A study by found that:

“Two-thirds of the Internet transactions initiated by people with vision impairments end in abandonment because the websites they visit aren’t accessible enough”.

How many customers would supermarkets lose if they had no accessibility for people with disabilities? So why is this different for the web?

My question to you is - Why would you not want your website or web app to be readily available for use by more people?

This guide will give you the knowledge you need to put web accessibility at the forefront of everything you develop.

Web accessibility is the practice of making everything you develop usable by everyone. Good accessibility is to provide every visitor to your website with the same opportunities to use it effectively.

Often, it is thought that the accessible web only covers people with disabilities such as blindness or hard of hearing. In reality, an accessible website should also serve other groups, such as those that do not have a fast internet connection or a visitor using a mobile device.
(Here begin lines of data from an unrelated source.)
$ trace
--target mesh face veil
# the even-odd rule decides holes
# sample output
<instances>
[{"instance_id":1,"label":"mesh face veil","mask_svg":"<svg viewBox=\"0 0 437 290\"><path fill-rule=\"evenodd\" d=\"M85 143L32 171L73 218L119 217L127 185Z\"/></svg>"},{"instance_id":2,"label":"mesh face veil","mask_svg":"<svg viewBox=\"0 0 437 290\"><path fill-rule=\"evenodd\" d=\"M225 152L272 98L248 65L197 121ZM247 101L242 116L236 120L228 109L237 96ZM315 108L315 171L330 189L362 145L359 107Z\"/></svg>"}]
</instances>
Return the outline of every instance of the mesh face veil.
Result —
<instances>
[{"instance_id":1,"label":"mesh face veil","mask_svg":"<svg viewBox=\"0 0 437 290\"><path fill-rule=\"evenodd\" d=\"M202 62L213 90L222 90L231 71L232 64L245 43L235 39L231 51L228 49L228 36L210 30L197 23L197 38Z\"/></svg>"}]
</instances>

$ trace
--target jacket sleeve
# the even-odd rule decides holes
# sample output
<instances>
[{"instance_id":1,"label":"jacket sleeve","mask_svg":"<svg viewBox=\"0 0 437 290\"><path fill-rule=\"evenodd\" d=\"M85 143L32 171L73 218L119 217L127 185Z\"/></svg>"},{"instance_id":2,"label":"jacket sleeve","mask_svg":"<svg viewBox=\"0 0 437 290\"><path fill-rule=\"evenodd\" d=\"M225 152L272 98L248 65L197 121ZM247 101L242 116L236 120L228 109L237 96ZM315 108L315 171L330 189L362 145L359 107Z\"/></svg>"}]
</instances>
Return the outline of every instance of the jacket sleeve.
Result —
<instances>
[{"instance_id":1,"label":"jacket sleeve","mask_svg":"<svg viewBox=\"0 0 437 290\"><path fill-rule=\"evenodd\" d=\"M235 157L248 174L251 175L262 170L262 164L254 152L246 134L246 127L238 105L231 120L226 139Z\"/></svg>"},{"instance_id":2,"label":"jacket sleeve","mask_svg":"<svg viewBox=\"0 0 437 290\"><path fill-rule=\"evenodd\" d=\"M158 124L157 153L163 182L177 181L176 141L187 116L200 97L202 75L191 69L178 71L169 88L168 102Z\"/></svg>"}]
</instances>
This article is a general overview of creating better accessible web content and is not a strict set of rules.

The Web Content Accessibility Guidelines (WCAG) is a set of guidelines for providing more accessible content across the web. There are three levels of conformance to the WCAG. For more information on this, you can visit the WCAG website here: Read more about WCAG

The page title is the first thing read out by a screen reader when a user has navigated to a new page. A browser displays a title for every tab open in the browser on both desktop and mobile. This helps users quickly navigate between different tabs.

A page title should give the user a brief description of the page content and help to distinguish that page from others that exist on your website.

Take this article as an example of a good page title.

Use HTML5 semantic elements such as <main>, <nav>, <section>, <article> & <footer> when it makes sense. Your HTML should have structure. The image below gives a good example.

html5 semantic layout example

For a full list of all HTML5 semantic tags, see here: W3 Schools semantic elements

Order your heading tags correctly. Ideally, your page should contain one <h1> tag that describes the page content as the main page heading. Then use <h2> tags for section headings and <h3> tags as subheadings and so on. Headings should ascend in the correct order. For example:

accessible heading layout in html5

This is especially important for visually impaired people visiting your site. People using screen readers will expect a <h1> tag to be the page's main heading. It is easier for a screen reader to navigate your site if heading tags are structured semantically.

ARIA is shorthand for Accessible Rich Internet Applications.

ARIA attributes are a set HTML attributes that are added to elements to help make them accessible to people using assistive technology.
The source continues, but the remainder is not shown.